Une demande doit être faite exactement dans la forme et le contenu prévus par les règlements de la FSC. Cette demande est vérifiée et, après avoir respecté toutes les procédures, est dirigée vers l’Applications Committee. Le comité est présidé par le Chief Executive, qui siège avec tous les chefs de départements. Ce comité décide alors, en toute bonne foi, si la demande est recevable, et si oui, le permis sera agréé et émis par la FSC.

Le président de la FSC peut-il intervenir auprès de ce comité qui traite les demandes ou s’ingérer dans cette procédure ?
Non. La Chairperson ne peut aucunement intervenir car il est un président non-exécutif et ne participe pas à ces comités. D’après la loi, le board se réunit une fois par mois au minimum. C’est alors que le président, le vice-président et les membres du board prennent connaissance des licences attribuées. Il est donc impossible pour le président d’interférer dans ce fonctionnement et il est clair que ce rôle d’attribution de licences est réservé à des professionnels qui travaillent chez le régulateur.
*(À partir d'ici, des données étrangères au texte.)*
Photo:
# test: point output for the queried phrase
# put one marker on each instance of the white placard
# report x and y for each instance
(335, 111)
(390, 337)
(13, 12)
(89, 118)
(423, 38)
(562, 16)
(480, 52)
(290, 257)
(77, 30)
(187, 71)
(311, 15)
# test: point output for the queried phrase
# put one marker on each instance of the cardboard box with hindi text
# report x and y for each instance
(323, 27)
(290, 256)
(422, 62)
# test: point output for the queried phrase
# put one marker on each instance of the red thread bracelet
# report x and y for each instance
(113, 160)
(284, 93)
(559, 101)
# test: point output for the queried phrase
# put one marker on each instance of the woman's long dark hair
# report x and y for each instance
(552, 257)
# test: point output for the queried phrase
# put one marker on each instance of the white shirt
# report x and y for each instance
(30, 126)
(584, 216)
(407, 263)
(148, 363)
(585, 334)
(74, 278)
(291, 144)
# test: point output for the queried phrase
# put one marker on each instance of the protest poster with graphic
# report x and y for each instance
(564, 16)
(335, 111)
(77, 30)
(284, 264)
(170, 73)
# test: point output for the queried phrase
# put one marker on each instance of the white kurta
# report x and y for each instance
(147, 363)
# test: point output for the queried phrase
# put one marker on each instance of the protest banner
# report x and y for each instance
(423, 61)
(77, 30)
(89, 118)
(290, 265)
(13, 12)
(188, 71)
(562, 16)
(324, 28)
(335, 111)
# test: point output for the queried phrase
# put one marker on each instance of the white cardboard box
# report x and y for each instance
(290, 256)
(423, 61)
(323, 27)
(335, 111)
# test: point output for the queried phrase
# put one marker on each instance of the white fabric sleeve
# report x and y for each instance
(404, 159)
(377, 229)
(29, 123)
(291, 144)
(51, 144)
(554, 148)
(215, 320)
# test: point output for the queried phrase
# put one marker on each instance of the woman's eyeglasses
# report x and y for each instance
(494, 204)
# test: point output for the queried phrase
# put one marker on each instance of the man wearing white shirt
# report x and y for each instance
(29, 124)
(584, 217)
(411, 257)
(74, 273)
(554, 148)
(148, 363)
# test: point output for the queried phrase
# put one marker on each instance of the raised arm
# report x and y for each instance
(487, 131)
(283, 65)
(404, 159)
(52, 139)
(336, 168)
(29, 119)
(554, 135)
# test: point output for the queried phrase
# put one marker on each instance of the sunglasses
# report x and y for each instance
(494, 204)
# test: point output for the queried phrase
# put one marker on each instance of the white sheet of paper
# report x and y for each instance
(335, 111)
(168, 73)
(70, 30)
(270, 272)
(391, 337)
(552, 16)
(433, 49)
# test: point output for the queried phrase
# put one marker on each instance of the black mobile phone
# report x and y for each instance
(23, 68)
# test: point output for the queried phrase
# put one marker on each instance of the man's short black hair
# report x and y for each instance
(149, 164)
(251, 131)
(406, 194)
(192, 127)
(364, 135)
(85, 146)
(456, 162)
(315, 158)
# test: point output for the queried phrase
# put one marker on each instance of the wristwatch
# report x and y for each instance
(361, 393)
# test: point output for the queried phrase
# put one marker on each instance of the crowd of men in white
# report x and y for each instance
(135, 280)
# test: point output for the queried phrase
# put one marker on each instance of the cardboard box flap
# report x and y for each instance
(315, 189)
Le groupe Quantum Global a obtenu des licences à la FSC sous votre présidence. En quoi consistent ces licences ?
Le groupe Quantum Global est un gestionnaire de fonds qui a comme client le fonds souverain de l’Angola. L’objectif, comme tout fonds souverain, est une diversification des investissements au bénéfice de l’Angola. Ces investissements sont faits selon des règles internationales. Pour le répéter une fois de plus, je n’ai jamais profité de ma qualité de président de la FSC pour intervenir sur l’obtention de ces permis au bénéfice de Quantum ou du fonds souverain angolais. D’autant plus qu’en ma qualité de président non-exécutif, j’étais tenu informé des licences accordées uniquement après leur attribution.

Quantum Global doit se battre en cour contre les actions prises par la FIU et contre la FSC pour les décisions prises contre elle. Dans quelle mesure êtes-vous impliqué ?
La réponse est très simple : cela ne me concerne pas et je ne suis pas du tout mêlé à ces batailles juridiques et réglementaires ! Je comprends que le groupe Quantum ait retenu les services de ses avoués et avocats pour s’occuper de ces affaires.

Ces problèmes concernant Quantum Global sont-ils d’ordre financiers et légaux ou plutôt d’ordre politique avec des rivalités entre partis ?
Il me semble de plus en plus clair que ces questions surgissent sur un fond politique en Angola mais aussi à Maurice. Ceci dit, je ne voudrais pas être une victime collatérale de tractations politiques locales. J’ai mené ma présidence à la FSC professionnellement, honnêtement et éthiquement sans jamais sombrer dans le favoritisme ou le parti pris. Je me suis dévoué pour la FSC pendant deux ans afin d’améliorer et promouvoir le secteur financier et corporatif mauricien. Je suis fier d’avoir ainsi contribué au développement de mon pays. Plus de 14 000 personnes travaillent dans ce secteur, qui rapporte énormément à l’économie aujourd’hui. C’est cependant un secteur très fragile et il faut faire très attention à ce qui est inutilement dit et écrit de nuisible. Les spéculations sur le centre financier mauricien sont dangereuses pour l’économie.